In Ordnung oder German Angst

Neuhausen, Marsstraße, 11. Nov. 2015


Selten erzählten meine Großeltern mütterlicherseits vom Krieg. Nicht, weil ihnen darin Schreckliches widerfahren wäre, sondern schlichtweg, weil es kaum etwas zu erzählen gab. Mein Großvater brachte es auf den Punkt: „Zuerst kamen die Russen. Dann die Deutschen. Und dann wieder die Russen.“ Unter den Deutschen, da waren sich beide einig, war es besser. „Da herrschte Ordnung“, sagte meine Großmutter und ihr Mann, mein Großvater, nickte zustimmend.
Als ich Jahre später nach Deutschland kam, wunderte ich mich deswegen nicht, dass hier tatsächlich alles so schön ordentlich war. Auf den Straßen und den Feldern, die, anders als in meiner Heimat, wie Schachbretter aussahen. Ja, sogar im Wald schienen die Bäume, einer dem anderen gleich, in Reih und Glied zu stehen. Heute weiß ich, dass das beabsichtigt war. Sie sind ungefähr zu der Zeit, in der sich die Russen und die Deutschen um das Dorf meiner Großeltern balgten, von Menschenhand, vielleicht von der meines Großonkel väterlicherseits, der zur Zwangsarbeit eingezogen wurde, eingepflanzt. Die Natur bringt solche Monokulturen nicht hervor. Und das hat Gründe.

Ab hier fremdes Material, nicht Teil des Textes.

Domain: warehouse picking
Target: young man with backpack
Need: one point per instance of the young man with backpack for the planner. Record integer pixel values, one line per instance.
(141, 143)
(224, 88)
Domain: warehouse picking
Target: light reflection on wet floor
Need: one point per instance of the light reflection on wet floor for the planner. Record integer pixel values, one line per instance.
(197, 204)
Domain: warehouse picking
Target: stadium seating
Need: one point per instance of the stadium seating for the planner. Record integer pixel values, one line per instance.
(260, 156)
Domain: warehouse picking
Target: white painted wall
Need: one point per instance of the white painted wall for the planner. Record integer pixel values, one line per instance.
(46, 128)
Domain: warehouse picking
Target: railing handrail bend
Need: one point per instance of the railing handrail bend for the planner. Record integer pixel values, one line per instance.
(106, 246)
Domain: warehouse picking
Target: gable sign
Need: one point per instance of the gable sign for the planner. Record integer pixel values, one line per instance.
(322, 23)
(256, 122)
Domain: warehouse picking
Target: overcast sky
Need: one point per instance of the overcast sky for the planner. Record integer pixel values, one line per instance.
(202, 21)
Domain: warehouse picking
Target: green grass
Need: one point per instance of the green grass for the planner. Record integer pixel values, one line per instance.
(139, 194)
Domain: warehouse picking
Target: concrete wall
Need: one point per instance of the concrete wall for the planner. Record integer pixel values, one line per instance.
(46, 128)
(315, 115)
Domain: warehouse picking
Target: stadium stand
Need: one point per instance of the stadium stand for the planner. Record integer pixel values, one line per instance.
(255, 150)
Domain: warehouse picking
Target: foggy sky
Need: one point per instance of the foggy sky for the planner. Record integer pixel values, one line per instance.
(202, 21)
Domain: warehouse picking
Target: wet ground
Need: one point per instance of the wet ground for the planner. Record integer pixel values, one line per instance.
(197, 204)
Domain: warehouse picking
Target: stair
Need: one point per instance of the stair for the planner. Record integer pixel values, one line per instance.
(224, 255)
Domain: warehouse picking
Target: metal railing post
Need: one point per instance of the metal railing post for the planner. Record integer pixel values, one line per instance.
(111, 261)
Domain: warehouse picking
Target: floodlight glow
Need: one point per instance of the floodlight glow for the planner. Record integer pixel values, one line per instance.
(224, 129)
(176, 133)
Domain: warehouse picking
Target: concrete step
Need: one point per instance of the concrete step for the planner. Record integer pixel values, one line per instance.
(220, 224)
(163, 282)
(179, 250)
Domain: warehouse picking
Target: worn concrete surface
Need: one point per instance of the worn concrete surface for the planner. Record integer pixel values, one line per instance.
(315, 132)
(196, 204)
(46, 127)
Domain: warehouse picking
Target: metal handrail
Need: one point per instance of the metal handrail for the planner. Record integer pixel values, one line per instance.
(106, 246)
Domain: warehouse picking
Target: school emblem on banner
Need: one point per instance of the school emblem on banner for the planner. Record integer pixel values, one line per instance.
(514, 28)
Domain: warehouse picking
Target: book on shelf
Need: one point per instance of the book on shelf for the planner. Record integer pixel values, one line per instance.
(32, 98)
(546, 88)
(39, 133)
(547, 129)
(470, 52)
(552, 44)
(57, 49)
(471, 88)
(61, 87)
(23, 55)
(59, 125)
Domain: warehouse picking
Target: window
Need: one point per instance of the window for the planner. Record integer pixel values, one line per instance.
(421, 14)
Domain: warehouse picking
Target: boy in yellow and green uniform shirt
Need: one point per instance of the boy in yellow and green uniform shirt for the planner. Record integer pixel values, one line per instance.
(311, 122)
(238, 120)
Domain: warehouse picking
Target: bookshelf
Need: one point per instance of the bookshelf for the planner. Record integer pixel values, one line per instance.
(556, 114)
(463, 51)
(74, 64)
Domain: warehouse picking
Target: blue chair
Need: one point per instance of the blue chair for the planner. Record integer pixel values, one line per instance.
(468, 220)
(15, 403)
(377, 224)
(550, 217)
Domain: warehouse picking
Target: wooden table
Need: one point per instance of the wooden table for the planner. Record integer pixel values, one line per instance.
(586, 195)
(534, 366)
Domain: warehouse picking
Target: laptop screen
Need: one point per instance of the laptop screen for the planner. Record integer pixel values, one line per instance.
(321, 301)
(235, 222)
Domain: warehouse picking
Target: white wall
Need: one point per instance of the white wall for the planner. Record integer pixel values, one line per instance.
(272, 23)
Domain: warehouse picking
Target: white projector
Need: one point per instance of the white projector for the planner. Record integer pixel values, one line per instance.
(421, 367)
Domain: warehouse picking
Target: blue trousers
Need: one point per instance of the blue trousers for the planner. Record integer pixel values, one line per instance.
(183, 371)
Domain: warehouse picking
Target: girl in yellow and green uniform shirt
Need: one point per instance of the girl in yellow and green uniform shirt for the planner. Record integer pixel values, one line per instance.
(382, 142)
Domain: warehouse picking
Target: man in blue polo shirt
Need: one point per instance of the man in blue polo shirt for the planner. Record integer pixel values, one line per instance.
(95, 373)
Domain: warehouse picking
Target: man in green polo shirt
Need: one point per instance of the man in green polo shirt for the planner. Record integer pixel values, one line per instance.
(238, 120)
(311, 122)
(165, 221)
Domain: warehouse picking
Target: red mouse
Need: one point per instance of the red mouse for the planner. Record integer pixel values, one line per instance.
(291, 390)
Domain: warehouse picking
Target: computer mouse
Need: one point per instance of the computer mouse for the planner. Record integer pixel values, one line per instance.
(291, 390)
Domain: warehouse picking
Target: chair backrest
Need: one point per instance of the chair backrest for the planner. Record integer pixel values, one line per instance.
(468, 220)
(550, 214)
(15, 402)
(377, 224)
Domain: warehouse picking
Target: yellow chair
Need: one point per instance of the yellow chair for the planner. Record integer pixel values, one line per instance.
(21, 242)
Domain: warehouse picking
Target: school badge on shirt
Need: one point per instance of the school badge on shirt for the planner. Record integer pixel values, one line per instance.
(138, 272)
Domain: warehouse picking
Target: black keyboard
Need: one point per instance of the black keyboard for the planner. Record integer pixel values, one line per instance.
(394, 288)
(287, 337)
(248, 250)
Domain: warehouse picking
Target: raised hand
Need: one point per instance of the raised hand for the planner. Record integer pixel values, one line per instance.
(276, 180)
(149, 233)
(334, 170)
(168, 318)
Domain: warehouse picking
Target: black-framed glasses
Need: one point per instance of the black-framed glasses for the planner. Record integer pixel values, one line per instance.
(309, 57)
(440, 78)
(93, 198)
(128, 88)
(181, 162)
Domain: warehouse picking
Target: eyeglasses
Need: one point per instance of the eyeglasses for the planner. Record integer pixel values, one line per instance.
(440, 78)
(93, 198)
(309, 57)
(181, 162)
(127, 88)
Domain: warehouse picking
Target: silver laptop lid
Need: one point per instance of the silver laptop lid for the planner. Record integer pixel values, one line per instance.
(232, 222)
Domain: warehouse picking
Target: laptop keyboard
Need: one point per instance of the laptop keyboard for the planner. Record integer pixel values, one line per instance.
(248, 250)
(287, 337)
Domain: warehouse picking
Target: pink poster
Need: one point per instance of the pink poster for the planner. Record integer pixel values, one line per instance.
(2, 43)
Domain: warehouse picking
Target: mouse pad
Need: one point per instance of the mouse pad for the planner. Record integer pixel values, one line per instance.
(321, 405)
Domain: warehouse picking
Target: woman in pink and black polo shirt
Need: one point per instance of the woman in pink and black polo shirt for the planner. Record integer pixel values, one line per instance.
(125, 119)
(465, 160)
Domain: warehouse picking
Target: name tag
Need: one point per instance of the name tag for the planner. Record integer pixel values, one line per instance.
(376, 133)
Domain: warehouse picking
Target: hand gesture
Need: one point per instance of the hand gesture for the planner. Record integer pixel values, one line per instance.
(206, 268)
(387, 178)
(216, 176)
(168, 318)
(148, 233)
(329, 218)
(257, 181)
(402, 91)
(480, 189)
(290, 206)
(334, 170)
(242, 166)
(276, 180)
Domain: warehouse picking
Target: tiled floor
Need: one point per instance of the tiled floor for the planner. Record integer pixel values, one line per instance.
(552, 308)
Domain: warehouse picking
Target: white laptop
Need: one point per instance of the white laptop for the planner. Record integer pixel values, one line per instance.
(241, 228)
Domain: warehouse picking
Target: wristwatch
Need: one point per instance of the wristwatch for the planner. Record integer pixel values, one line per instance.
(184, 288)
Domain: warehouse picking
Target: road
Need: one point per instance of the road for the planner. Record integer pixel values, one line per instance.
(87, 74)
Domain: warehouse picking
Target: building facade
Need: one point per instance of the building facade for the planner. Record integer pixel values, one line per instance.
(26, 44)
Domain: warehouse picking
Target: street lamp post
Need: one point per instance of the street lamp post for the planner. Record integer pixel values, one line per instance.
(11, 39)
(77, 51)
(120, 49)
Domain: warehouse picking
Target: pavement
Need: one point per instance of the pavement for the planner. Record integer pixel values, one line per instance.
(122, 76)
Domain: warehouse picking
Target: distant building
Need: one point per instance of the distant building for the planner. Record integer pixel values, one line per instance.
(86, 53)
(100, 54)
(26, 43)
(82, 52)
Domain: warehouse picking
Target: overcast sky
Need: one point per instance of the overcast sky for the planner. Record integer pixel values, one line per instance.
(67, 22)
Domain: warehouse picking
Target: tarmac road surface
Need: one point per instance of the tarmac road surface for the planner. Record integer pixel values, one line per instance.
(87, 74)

Nur ein paar Monate nach unserer Ankunft in dem Land, das zu unserer – d.h. meiner Eltern und meiner eigenen – zweiten Heimat werden sollte, erlebten wir in unserem am Waldrand gelegenen Hause einen Herbststurm, der einem wahren Inferno glich. Ein Baum nach dem anderen knickte um oder wurde ganz, mit dem Wurzelwerk, aus dem Boden gerissen. „Die Nadelbäume“, erklärte mir mein Vater, „Schlagen keine allzu tiefen Wurzeln.“
Außerdem, stellte er, der passionierte – wenn auch besonnene Pilzsammler („Es gibt zwei Sorten davon“, höre ich ihn predigen, „Die mutigen und die alten. Und beides schließt sich aus.“) – zu seinem Leidwesen fest, ist die Auswahl an Schwammerln in den lichten, da fast unterholzfreien Wäldern, recht bescheiden. Und Tiere sehe man auch so gut wie keine.
Die Pflanzenwelt lasse sich eben besser beherrschen. Wald vor Wild heißt das Motto der Deutschen deshalb, die schon in Panik ausbrechen, wenn ein einzelner Braunbär „unerlaubt“ die grüne Grenze überquert und hierzulande sein „Unwesen“ zu treiben beginnt. Man versucht dem „Invasor“ sogleich einen Namen zu geben: „Problembär“ und dergleichen. Und knallt ihn vorsichtshalber mal ab, bevor dieser auch nur annähernd in die Verlegenheit kommen könnte, ein echter „Schadbär“ zu werden.
Ähnlich verhält es sich mit den angeblichen Horden Wölfe, die die Ostgrenze passieren. Eine virtuelle Gefahr schwebt in der Luft, alle Förster und Jäger werden in Alarmbereitschaft versetzt. Und auch wenn die Experten die Gemüter zu beruhigen versuchen – die besorgten Anwohner treibt die Angst um, was alles passieren KÖNNTE, noch bevor etwas passiert ist.
Man soll keine Äpfel mit Birnen vergleichen oder Ausländer mit Bären. Aber – warum eigentlich nicht?